At first glance the characters’ raised voices and frayed nerves, plus the monochrome palette and the occasional studied jiggle of the camera, seem to evoke the immediacy of early John Cassavetes. (The two-hander structure and the single-location setting were partly dictated by the pandemic, during which the film was swiftly conceived, shot and edited.) But Levinson’s screenplay, with its clearly engineered pivots from Defensive Monologue A to Overlong Rant B, has none of Cassavetes’ ragged spontaneity; it’s rigid to the point of artificiality. Nor, despite Zendaya’s intensity and Washington’s lung power, does their study of a turbulent relationship come close to approaching the depths of searching, searing emotional honesty.
But in the interest of honesty — something that Malcolm and Marie keep demanding of each other, if not always delivering themselves — I can’t deny that I began to question if all this negative speak towards critics and how to analyze art might be some cleverly laid reflexive trap or just overwhelming pettiness. And, in the end, I more lean towards neither, even though Levinson’s dialogue here practically reaches to being a textbook on human pettiness. Yet the problems remain, as his characters still felt vacuous to me. Malcolm, in particular, comes off as little more than a handsome, loud mouthpiece to spew grievances rather than a lived-in human (even if it seems that Levinson is attempting to make him just a very insecure narcissistic). Marie, though, is another story, as she seems designed to be the conscious to Malcolm’s invective mouthpiece.
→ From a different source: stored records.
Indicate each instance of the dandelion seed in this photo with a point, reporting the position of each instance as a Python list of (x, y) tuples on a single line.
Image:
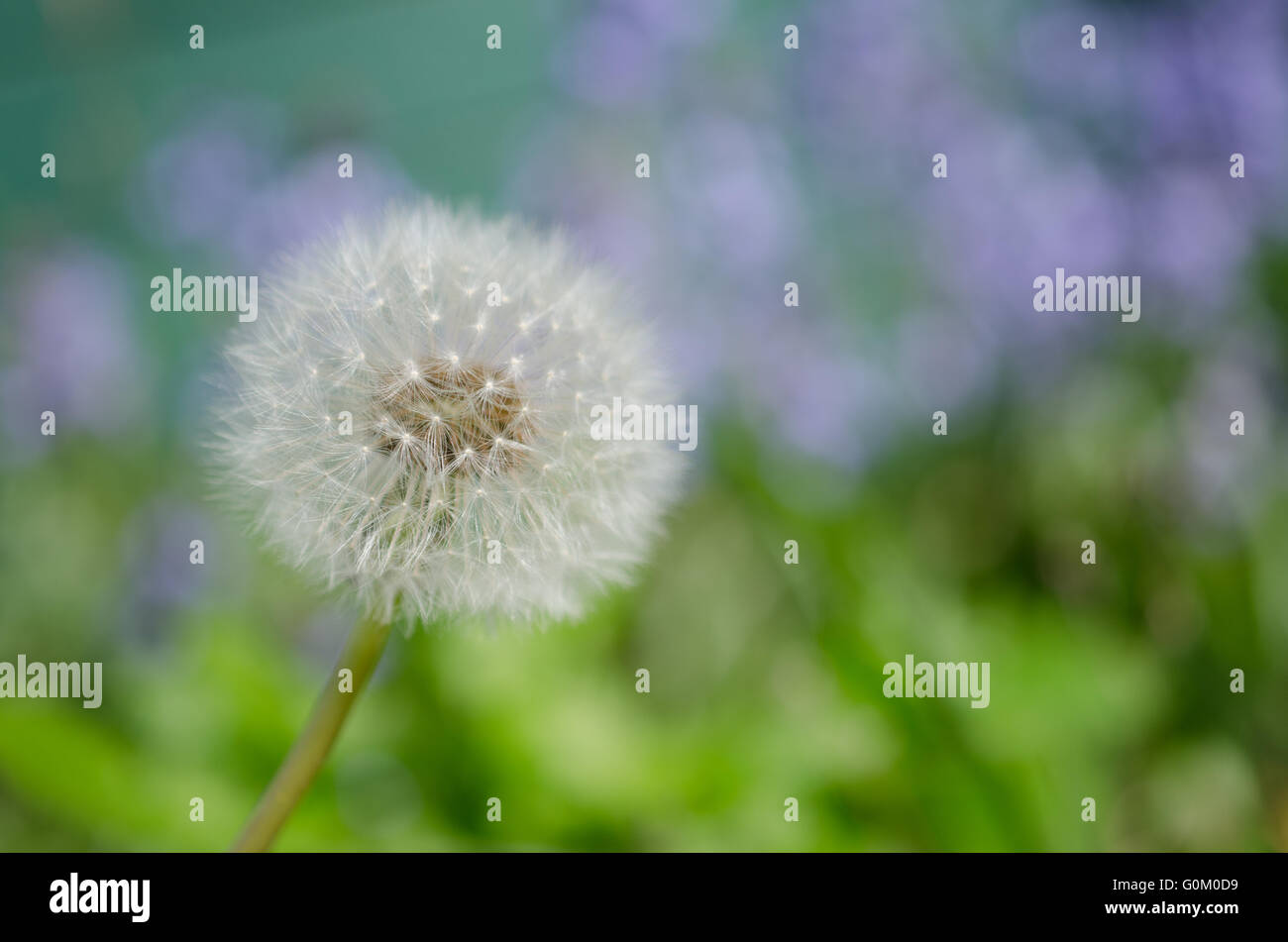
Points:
[(439, 425)]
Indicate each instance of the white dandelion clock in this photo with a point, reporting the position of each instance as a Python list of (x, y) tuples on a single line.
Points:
[(410, 416)]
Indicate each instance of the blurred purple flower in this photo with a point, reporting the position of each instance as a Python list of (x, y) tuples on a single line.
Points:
[(194, 184), (73, 351), (156, 554), (625, 51), (309, 200), (226, 185)]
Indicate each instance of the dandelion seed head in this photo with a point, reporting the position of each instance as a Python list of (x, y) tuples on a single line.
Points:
[(451, 446)]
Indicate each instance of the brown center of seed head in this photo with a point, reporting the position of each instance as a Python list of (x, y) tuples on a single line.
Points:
[(456, 417)]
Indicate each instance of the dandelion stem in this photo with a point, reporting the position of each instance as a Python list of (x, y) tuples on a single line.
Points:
[(361, 654)]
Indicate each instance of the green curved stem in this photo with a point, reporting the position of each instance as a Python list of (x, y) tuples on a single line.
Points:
[(296, 773)]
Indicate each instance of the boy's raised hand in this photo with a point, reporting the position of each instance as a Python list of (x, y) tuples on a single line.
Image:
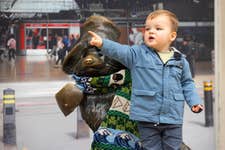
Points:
[(96, 40)]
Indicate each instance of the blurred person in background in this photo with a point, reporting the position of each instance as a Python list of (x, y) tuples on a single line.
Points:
[(11, 44)]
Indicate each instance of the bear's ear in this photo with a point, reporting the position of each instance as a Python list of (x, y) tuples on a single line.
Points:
[(74, 56), (68, 98)]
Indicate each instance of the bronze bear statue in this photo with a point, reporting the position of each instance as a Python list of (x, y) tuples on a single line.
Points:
[(86, 61)]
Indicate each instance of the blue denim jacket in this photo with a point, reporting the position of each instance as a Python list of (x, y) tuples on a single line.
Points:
[(158, 90)]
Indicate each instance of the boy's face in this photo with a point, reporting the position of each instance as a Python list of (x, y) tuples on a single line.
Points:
[(158, 33)]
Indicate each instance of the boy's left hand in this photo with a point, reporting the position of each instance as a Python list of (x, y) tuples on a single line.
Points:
[(197, 108)]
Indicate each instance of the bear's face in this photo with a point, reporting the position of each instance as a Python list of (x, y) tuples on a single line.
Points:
[(86, 60)]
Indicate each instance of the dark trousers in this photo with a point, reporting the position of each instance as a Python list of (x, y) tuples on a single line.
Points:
[(160, 136), (12, 53)]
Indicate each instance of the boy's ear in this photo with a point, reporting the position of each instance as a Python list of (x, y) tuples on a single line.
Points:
[(173, 36)]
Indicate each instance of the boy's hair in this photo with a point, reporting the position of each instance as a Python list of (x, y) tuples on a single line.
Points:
[(171, 15)]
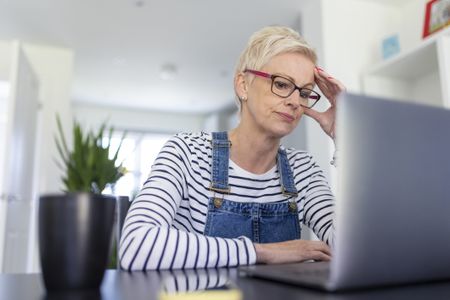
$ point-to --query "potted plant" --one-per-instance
(75, 227)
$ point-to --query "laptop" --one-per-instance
(392, 215)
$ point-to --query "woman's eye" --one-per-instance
(282, 85)
(305, 94)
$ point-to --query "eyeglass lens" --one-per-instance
(284, 88)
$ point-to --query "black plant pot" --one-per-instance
(74, 239)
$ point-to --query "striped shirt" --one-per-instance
(164, 228)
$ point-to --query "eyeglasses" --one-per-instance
(284, 87)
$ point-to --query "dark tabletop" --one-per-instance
(148, 286)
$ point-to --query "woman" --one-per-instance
(238, 197)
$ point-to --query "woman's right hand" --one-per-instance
(292, 251)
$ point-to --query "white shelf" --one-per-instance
(420, 75)
(413, 63)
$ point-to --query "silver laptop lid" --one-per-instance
(393, 200)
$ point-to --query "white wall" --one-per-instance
(5, 60)
(137, 120)
(53, 67)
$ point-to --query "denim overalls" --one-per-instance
(261, 222)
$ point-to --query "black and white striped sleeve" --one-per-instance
(319, 204)
(150, 242)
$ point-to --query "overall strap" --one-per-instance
(220, 156)
(286, 176)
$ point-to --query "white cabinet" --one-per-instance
(420, 75)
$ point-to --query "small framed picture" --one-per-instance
(437, 16)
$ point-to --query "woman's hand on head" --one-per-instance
(292, 251)
(331, 88)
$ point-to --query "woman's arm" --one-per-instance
(150, 242)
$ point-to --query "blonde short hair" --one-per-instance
(268, 42)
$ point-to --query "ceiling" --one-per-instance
(122, 46)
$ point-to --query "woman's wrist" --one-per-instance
(260, 253)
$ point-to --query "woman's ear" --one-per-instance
(240, 85)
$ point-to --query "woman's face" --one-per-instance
(271, 114)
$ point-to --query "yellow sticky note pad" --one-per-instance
(216, 294)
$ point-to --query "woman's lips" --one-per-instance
(286, 116)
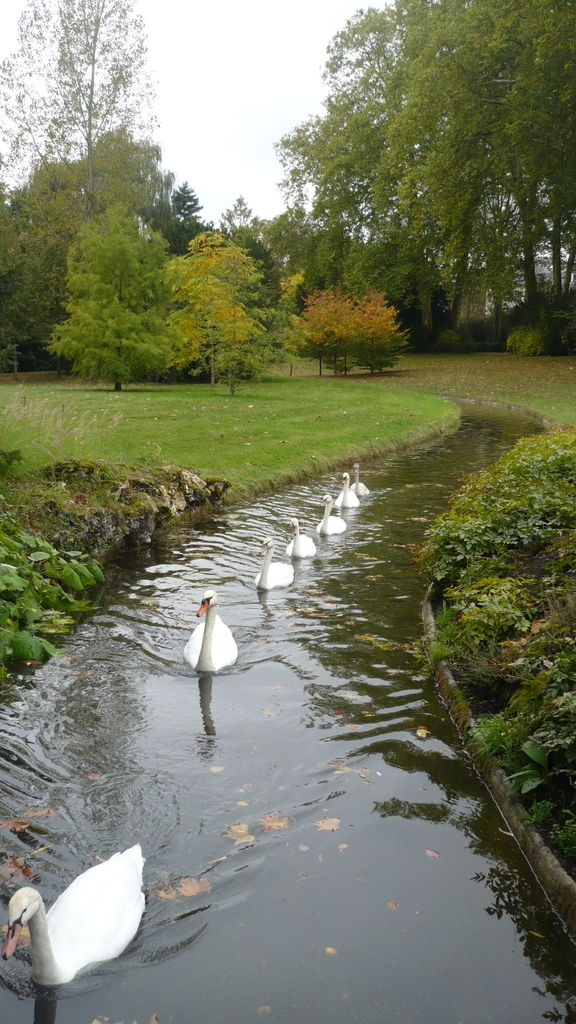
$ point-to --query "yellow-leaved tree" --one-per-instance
(216, 286)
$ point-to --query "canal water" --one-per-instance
(348, 865)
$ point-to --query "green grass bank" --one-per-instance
(280, 430)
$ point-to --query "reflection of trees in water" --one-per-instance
(513, 897)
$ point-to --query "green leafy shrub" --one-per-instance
(527, 341)
(565, 836)
(490, 610)
(39, 588)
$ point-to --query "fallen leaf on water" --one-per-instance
(328, 824)
(169, 893)
(273, 822)
(14, 869)
(240, 834)
(193, 887)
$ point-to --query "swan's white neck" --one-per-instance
(327, 511)
(205, 663)
(263, 574)
(45, 969)
(297, 547)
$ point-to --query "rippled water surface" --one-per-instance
(417, 908)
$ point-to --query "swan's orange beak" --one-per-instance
(11, 940)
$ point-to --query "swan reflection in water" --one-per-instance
(45, 1008)
(205, 690)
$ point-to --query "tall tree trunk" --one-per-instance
(557, 260)
(529, 268)
(569, 269)
(497, 323)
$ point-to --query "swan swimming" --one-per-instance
(330, 523)
(301, 546)
(357, 486)
(346, 499)
(211, 646)
(273, 573)
(92, 921)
Her points might not always be agreeable, but Zendaya has moments of rendering dialogue irrelevant; holding a close-up with more skill than her costar does, even though both performances can get caught up and trapped in a self-conscious mode of merely mimicking the tempo of a fight.
Malcolm & Marie is the kind of film that relentlessly comments on itself to create the illusion of self-awareness, building to some meta-movie parlor trick that comes back to bite itself. No artist is required to respect criticism, but if they’re going to make a film that’s partly about fielding and taking criticism, from the press or one’s partner, then it should probably take a stand rather than take every side of a self-generated argument while using artifice as a shield so that no one can tie you to any idea. On the other hand, the meta approach allows Levinson to get ahead of some of his critics. At one point Malcolm shouts about how “authenticity doesn’t matter,” and shortly after Marie tells him to not push away people who ground him because he’ll then “start making fake movies about fake people with fake emotions.” Those two assessments ultimately describe Malcolm & Marie pretty well. With a self-awareness that often highlights its weaknesses, Malcolm & Marie can’t be saved from its central pair; never escaping the hollow, artificiality of its conceits.